Interdiction bien évidemment enfreinte régulièrement
..
Comment ,lorsqu'on a 8 ou 10 ans , qu'on est assoiffé autant
que captivé par nos jeux , aurait-on pu perdre du temps
à aller boire chez nous ? Pendant des années donc
,mes copains et moi nous nous sommes abreuvés à
cette fontaine,en ayant tous la chance de ne jamais être
contaminés.
Une deuxième utilité
de cette fontaine permanente, était l'arrosage . Accroupis,
les coudes prenant appuis sur les genoux, on plaçait nos
deux mains sur la sortie de l'eau comme pour colmater une fuite
. La pression de l'eau ,plus forte que nous, bien entendu, passait
outre à cet obstacle mais changeait de direction. Et ainsi
,on provoquait un jet qui allait plus ou moins loin. Certains
virtuoses, parvenaient même à utiliser ce jet comme
s'ils avaient eu en main un tuyau d'arrosage.

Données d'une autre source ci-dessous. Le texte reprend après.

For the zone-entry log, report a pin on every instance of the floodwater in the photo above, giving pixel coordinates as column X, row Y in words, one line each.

Accessoirement, en 1956, lors du terrible hiver qui a vu la plupart
des maisons privées d'eau car les tuyaux de plomb n'avaient
pas résisté au gel, "la Fontaine " a été
la bénédiction du quartier . Certains venant de
loin avec divers récipients pour s'approvisionner à
cette généreuse donatrice .
Je me souviens en particulier d'une mémé, un peu
folle. Elle venait régulièrement se laver les mains,
alors que la température était largement au dessous
de zéro. Elle restait là, des minutes entières
,en maugréant des mots inintelligibles et en se frottant
les mains sous le jet glacial de la fontaine jamais endormie.
La deuxième source était plus épisodique.
C'était la prise d'eau du canal à l'extrémité
de l'impasse. Elle ne fonctionnait qu'en deux occasions .
La première,tout bêtement quand le cantonnier oubliait
de la refermer , et la deuxième lorsque l'été
la chaleur devenant trop étouffante, un papa ouvrait illégalement
la prise pour que les gamins puissent se rafraichir . Et oui,
pas de piscine , ni privée ni publique. Pas de voitures
pour aller à la mer , et pas toujours le temps de libre
pour prendre le tram. La plage était si loin!
Alors , chacun son tour ,en maillot de bain ou en culotte courte,
le torse nu,, on faisait avec le pied, ce que l'on faisait avec
les mains à la fontaine . Le jet montait plus haut retombait
en pluie fine sur des enfants heureux de se faire asperger , et
qui couraient, sautaient, hurlaient leur joie sous cette douche
bienfaitrice .
Voilà, c'était ainsi à l'impasse entre 1945
et 1955. Notre enfance a baigné ,c'est le cas de le dire,
dans une ambiance d'enfants de rue. Mais ici, "la rue"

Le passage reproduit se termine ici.